While their association with consumer spending fuels the volatility of many global electronics markets, pulsed RF power device markets are supported by quite different priorities. Pulsed RF power transmitters generate tremendous amounts of power in small bursts that are useful for radar, airborne collision avoidance systems, and military IFF equipment.
"Many RF power semiconductor manufacturers are on a quest to find markets unrelated to mobile wireless infrastructure," says Lance Wilson, Research Director at ABI Research. "Device prices in wireless infrastructure are falling, and the total available market is flattening out."
The airborne transportation safety market and military market are both experiencing solid growth in pulsed RF power device shipments. The markets use the devices for military radar, weather and marine applications, and in the current worldwide upgrade of the air traffic control system. The avionics transponder and air navigation market segment is also seeing growth, which is further lifted by the overall worldwide air traffic control upgrade. Intrinsically less "optional" than many consumer markets, these segments are therefore less sensitive to economic upheavals than consumer-driven markets, although they are not totally immune to the macro economy.

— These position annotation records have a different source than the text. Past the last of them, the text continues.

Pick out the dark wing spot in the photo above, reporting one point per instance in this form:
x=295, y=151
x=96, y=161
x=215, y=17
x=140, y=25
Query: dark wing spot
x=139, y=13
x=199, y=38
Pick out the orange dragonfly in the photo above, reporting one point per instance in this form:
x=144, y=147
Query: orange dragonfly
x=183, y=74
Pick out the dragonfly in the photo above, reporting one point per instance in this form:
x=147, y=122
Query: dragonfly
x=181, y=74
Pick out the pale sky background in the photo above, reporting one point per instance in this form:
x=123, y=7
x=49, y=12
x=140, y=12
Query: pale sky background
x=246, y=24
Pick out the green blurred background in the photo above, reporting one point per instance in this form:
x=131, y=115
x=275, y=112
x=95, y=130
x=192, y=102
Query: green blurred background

Understanding this, many semiconductor manufacturers are attempting to enter this market space; however, some factors may complicate their efforts. Pulsed RF power device markets are becoming very competitive technologically: gallium nitride and, to a certain extent, silicon carbide devices are vying for market share along with the more established silicon and gallium arsenide based technologies. With many companies rushing into these markets, ABI Research speculates that there may not be the market size to support them all.
"Undoubtedly, some consolidation will continue to occur beyond what already happened," concludes Wilson. "While not guaranteed success, those companies that have track records working with government agencies and defense contractors will have an advantage over those that are new entrants."